Les funérailles du Comte étoient encore une chose fort embarrassante, soit qu’elles se soient faites avant la fin de la pièce, soit que le corps aye demeuré en présence dans son hôtel, attendant qu’on y donnât ordre[1]. Le moindre mot que j’en eusse laissé dire, pour en prendre soin, eut rompu toute la chaleur de l’attention, et rempli l’auditeur d’une fâcheuse idée. J’ai cru plus à propos de les dérober à son imagination par mon silence, aussi bien que le lieu précis de ces quatre scènes du premier acte dont je viens de parler ; et je m’assure que cet artifice m’a si bien réussi, que peu de personnes ont pris garde à l’un ni à l’autre, et que la plupart des spectateurs, laissant emporter leurs esprits à ce qu’ils ont vu et entendu de pathétique en ce poëme, ne se sont point avisés de réfléchir sur ces deux considérations.

J’achève par une remarque sur ce que dit Horace, que ce qu’on expose à la vue touche bien plus que ce qu’on n’apprend que par un récit[2].

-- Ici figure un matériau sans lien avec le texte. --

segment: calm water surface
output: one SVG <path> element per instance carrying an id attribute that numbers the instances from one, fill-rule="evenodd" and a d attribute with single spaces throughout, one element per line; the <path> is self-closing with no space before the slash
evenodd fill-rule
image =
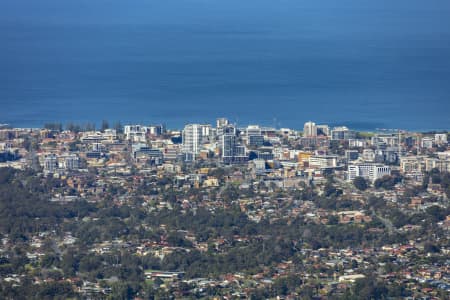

C’est sur quoi je me suis fondé pour faire voir le soufflet que reçoit don Diègue, et cacher aux yeux la mort du Comte, afin d’acquérir et conserver à mon premier acteur l’amitié des auditeurs, si nécessaire pour réussir au

  1. Scudéry revient à deux reprises sur ce point : « Rodrigue y paroît d’abord (dans le troisième acte) chez Chimène, avec une épée qui fume encore du sang tout chaud qu’il vient de faire répandre à son père ; et par cette extravagance si peu attendue, il donne de l’horreur à tous les judicieux qui le voient, et qui savent que ce corps est encore dans la maison. » Fautes remarquées, p. 22.) — « Rodrigue vient en plein jour revoir Chimène… Si je ne craignois de faire le plaisant mal à propos, je lui demanderois volontiers s’il a donné de l’eau bénite en passant à ce pauvre mort qui vraisemblablement est dans la salle. » (P. 27.)